31 October 2018
  • Share

In recent years, we have witnessed a remarkable healthcare revolution. Thanks to advances in genetic analysis, molecular biology and cell science, we now know more about the human condition than ever before. This wealth of information opens the door for the next revolution in medicine – treatments that are truly bespoke for each patient.

Historically, drugs have been developed on a ‘one size fits all’ basis, in which all patients with a particular disease receive substantially the same treatment. We have known for some time that this approach is imperfect - a drug that works well for some patients may have only negligible therapeutic benefit for others, or may cause substantial side effects. However, clinicians often have little option but to try a patient on a drug and hope for a good outcome. Today, with advances in data collection and analysis, our understanding of the physiological and genetic variance between patients is increasing, allowing us to understand why different patients respond differently to the same treatment. This is the emerging model of ‘precision medicine’ - in which medical decisions, treatments, practices and products are tailored to the individual patient.

The International Human Genome Mapping Consortium completed the first genome sequence in 2001, facilitating advances in our understanding of the genetic basis of disease and likely responsiveness to treatment, and these advances have been critical to the emergence of precision medicine. The importance of other technologies should not be overlooked, however, with advances in proteomics, metabolomics and cell biology, as well as informatics, biosensors and artificial intelligence all playing a part in this exciting field.

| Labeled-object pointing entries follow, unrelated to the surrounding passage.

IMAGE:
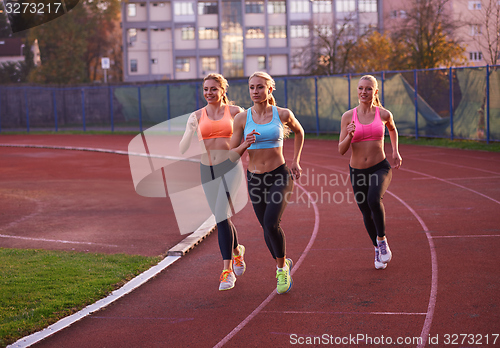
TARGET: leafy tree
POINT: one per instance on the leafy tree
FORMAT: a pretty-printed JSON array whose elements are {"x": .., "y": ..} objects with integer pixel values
[
  {"x": 377, "y": 52},
  {"x": 427, "y": 35},
  {"x": 71, "y": 46},
  {"x": 489, "y": 38}
]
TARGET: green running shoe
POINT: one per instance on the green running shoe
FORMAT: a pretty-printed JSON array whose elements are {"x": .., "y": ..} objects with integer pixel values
[{"x": 284, "y": 278}]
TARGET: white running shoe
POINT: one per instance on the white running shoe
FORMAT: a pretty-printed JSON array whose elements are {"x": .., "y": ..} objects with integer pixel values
[
  {"x": 379, "y": 264},
  {"x": 239, "y": 265},
  {"x": 385, "y": 251},
  {"x": 227, "y": 280}
]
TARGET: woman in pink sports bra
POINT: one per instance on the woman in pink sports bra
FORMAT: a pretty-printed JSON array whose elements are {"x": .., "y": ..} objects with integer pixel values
[
  {"x": 362, "y": 130},
  {"x": 214, "y": 125}
]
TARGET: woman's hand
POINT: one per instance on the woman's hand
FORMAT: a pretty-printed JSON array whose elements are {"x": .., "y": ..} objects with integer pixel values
[
  {"x": 396, "y": 160},
  {"x": 251, "y": 138},
  {"x": 296, "y": 170},
  {"x": 351, "y": 128}
]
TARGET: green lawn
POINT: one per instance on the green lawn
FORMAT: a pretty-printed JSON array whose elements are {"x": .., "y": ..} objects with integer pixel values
[{"x": 38, "y": 287}]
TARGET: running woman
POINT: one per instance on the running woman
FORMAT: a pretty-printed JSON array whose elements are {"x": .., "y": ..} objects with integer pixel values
[
  {"x": 214, "y": 125},
  {"x": 263, "y": 128},
  {"x": 362, "y": 129}
]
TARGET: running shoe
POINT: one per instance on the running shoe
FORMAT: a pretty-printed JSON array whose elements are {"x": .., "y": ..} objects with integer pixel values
[
  {"x": 284, "y": 279},
  {"x": 379, "y": 264},
  {"x": 227, "y": 280},
  {"x": 385, "y": 251},
  {"x": 239, "y": 265}
]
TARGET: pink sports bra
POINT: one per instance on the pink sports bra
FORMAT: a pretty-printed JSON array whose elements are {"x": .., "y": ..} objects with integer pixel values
[{"x": 365, "y": 132}]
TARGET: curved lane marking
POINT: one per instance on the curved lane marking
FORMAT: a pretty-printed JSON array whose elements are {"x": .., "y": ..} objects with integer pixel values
[{"x": 294, "y": 269}]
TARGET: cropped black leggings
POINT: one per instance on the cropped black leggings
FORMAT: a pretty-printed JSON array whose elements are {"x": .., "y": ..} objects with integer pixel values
[
  {"x": 220, "y": 182},
  {"x": 369, "y": 186},
  {"x": 269, "y": 193}
]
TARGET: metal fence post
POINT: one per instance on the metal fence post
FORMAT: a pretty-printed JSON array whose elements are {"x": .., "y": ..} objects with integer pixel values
[
  {"x": 168, "y": 106},
  {"x": 316, "y": 103},
  {"x": 451, "y": 103},
  {"x": 83, "y": 110},
  {"x": 286, "y": 93},
  {"x": 27, "y": 111},
  {"x": 111, "y": 111},
  {"x": 487, "y": 104},
  {"x": 140, "y": 107},
  {"x": 415, "y": 86},
  {"x": 349, "y": 90},
  {"x": 54, "y": 105}
]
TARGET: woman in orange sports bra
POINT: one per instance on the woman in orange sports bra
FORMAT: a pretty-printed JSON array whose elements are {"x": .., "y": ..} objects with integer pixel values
[
  {"x": 362, "y": 130},
  {"x": 214, "y": 126}
]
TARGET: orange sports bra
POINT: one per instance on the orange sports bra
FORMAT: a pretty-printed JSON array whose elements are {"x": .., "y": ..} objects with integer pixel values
[
  {"x": 209, "y": 129},
  {"x": 365, "y": 132}
]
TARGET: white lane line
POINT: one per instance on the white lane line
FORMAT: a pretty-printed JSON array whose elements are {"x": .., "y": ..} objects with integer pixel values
[
  {"x": 434, "y": 266},
  {"x": 451, "y": 183},
  {"x": 55, "y": 240},
  {"x": 469, "y": 236},
  {"x": 350, "y": 313},
  {"x": 273, "y": 294},
  {"x": 115, "y": 295},
  {"x": 434, "y": 277}
]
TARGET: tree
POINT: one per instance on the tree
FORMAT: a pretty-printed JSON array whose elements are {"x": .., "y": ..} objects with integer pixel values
[
  {"x": 489, "y": 38},
  {"x": 377, "y": 52},
  {"x": 71, "y": 46},
  {"x": 427, "y": 35}
]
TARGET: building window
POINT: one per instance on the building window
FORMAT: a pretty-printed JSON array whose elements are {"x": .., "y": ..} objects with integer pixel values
[
  {"x": 475, "y": 29},
  {"x": 299, "y": 6},
  {"x": 132, "y": 36},
  {"x": 255, "y": 33},
  {"x": 345, "y": 5},
  {"x": 261, "y": 62},
  {"x": 209, "y": 64},
  {"x": 182, "y": 64},
  {"x": 187, "y": 33},
  {"x": 474, "y": 5},
  {"x": 208, "y": 33},
  {"x": 277, "y": 32},
  {"x": 131, "y": 10},
  {"x": 475, "y": 56},
  {"x": 296, "y": 62},
  {"x": 299, "y": 31},
  {"x": 207, "y": 8},
  {"x": 322, "y": 6},
  {"x": 367, "y": 5},
  {"x": 133, "y": 65},
  {"x": 323, "y": 30},
  {"x": 276, "y": 7},
  {"x": 254, "y": 7},
  {"x": 183, "y": 8}
]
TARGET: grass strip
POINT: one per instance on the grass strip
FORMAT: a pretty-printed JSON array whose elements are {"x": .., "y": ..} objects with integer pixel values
[{"x": 39, "y": 287}]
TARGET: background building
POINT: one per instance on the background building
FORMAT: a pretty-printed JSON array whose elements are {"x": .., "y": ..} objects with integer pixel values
[{"x": 188, "y": 39}]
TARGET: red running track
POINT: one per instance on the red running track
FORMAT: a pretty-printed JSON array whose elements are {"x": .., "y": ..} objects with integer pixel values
[{"x": 440, "y": 288}]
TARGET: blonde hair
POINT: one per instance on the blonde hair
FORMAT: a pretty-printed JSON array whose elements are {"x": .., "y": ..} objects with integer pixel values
[
  {"x": 372, "y": 78},
  {"x": 269, "y": 83},
  {"x": 223, "y": 84}
]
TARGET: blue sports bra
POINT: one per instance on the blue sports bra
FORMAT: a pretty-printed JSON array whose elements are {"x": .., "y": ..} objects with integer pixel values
[{"x": 271, "y": 133}]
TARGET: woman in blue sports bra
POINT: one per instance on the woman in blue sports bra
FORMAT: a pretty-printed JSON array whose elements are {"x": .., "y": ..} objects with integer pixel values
[{"x": 262, "y": 128}]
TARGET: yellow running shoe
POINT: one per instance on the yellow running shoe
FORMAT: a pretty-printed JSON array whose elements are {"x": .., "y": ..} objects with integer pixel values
[
  {"x": 227, "y": 280},
  {"x": 239, "y": 265},
  {"x": 284, "y": 279}
]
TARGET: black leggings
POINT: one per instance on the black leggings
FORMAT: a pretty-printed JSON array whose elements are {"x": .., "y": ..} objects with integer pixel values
[
  {"x": 269, "y": 193},
  {"x": 220, "y": 182},
  {"x": 369, "y": 186}
]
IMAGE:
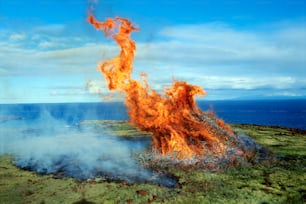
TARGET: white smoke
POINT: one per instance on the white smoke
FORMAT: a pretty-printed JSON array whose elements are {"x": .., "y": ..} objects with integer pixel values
[{"x": 47, "y": 145}]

Advantages of precision medicine

The combination of conventional investigative procedures with these new approaches offers the potential to create a unique, precise picture of the medical condition of an individual patient, and to tailor their treatment accordingly.  The objective is for all patients to receive precisely the right medical care that will benefit them most, as individuals.

Improving diagnosis accuracy
Oncology has been at the forefront of the movement. We now understand that malignant tumours have significant heterogeneity, both within and between tumours. The classification of these and other heterogeneous diseases into more precise subtypes, by powerful detection methods and analysis tools, integrated with more traditional clinical diagnostic tools, enables clinicians to develop more accurate diagnosis, prognosis and therapeutic strategies for different disease subtypes.

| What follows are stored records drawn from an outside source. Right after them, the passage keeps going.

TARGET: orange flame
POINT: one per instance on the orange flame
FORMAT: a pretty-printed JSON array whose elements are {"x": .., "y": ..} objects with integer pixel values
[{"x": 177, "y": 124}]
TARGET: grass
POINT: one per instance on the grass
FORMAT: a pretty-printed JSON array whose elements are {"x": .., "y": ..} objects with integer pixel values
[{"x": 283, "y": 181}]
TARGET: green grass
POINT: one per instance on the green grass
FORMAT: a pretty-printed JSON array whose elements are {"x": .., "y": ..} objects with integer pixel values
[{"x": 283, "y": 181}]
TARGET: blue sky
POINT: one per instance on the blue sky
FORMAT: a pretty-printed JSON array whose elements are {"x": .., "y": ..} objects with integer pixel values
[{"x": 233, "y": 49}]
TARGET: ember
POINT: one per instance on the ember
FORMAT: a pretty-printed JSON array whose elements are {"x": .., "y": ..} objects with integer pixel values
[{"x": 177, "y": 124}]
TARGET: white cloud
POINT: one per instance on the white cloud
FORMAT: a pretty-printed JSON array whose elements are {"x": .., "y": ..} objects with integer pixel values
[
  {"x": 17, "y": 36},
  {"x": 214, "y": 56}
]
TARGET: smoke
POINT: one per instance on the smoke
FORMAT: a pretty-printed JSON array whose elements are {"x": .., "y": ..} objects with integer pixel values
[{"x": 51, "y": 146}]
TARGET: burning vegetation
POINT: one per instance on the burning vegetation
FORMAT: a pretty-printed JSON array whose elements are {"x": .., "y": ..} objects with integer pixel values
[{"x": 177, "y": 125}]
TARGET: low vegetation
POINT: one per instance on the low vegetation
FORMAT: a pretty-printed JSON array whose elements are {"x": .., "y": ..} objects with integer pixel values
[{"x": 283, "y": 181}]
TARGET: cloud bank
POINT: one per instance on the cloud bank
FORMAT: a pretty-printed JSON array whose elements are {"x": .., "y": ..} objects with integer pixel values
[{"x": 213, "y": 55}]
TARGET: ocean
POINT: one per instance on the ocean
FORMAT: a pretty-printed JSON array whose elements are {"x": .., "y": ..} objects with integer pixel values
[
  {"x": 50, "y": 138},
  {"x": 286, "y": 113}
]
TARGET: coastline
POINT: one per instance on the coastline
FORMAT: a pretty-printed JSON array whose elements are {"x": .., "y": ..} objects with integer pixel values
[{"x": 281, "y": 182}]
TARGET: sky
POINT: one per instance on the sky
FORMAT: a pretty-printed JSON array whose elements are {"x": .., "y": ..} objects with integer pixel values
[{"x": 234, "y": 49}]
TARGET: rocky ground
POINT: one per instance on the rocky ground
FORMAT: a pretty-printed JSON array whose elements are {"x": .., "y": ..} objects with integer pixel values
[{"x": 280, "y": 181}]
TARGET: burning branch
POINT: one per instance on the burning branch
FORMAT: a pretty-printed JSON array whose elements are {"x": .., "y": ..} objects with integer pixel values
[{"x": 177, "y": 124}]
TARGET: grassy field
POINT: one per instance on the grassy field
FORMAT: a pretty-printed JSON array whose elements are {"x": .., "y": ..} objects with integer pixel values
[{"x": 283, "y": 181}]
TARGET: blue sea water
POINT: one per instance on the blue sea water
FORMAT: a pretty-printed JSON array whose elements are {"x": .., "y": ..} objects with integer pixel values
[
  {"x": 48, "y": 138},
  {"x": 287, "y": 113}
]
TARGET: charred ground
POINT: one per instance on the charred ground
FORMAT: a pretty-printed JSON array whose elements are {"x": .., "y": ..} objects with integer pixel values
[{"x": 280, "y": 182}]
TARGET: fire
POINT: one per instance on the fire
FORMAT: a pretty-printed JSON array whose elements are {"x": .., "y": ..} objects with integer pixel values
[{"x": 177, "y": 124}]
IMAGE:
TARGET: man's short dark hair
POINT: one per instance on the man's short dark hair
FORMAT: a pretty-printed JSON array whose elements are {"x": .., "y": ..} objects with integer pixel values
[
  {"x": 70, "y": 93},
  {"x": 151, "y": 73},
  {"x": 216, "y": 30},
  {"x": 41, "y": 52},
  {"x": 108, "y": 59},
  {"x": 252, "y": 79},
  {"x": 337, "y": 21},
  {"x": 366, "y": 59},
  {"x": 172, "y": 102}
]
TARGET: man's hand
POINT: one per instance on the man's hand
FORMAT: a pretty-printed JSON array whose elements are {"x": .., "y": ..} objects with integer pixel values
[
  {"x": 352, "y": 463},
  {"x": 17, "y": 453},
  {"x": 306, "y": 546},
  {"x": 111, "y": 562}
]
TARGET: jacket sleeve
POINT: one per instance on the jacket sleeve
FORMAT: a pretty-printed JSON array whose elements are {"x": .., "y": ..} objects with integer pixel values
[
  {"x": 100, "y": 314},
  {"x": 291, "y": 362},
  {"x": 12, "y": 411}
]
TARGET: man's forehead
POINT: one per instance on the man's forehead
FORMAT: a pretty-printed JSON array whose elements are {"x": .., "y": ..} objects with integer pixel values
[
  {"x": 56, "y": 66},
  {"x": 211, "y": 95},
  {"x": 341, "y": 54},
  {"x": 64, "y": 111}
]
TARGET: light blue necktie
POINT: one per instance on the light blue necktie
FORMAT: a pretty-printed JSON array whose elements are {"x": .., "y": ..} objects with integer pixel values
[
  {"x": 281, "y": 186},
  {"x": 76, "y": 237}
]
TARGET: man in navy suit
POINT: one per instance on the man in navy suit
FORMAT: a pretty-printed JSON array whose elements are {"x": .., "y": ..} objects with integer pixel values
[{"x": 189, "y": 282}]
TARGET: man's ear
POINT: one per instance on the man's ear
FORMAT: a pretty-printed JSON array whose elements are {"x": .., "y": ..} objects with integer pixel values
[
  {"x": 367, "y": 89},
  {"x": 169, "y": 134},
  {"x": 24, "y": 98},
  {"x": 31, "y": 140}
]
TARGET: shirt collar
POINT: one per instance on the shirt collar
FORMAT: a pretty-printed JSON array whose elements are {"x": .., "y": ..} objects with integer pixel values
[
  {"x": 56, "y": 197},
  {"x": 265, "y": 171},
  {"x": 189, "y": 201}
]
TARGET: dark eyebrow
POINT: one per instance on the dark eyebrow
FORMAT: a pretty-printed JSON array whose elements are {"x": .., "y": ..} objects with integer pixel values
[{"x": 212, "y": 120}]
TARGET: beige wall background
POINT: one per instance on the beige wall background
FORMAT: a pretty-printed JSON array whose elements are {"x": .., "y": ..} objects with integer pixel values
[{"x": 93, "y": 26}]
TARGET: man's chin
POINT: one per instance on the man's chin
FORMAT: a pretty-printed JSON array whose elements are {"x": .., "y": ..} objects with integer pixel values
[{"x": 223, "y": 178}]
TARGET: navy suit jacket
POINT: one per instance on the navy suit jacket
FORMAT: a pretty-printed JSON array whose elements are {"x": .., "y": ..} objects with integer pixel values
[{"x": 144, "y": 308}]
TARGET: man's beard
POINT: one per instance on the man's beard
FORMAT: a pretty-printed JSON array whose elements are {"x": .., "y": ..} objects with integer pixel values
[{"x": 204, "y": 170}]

For example, some tests can help to distinguish different types of cancer based on tumour genetic profiles. Such profiles are helping researchers to distinguish patients with a good prognosis from those unlikely to respond. This enables clinicians to change the treatment strategy, switching to a different drug, or increasing the dosage to improve the chances of a good outcome. A number of commercialised diagnostic precision technologies are now available, and many more are in the pipeline. This type of profiling would have been the stuff of science fiction just 10 or 20 years ago – now, it is an established part of diagnosis for several types of cancer.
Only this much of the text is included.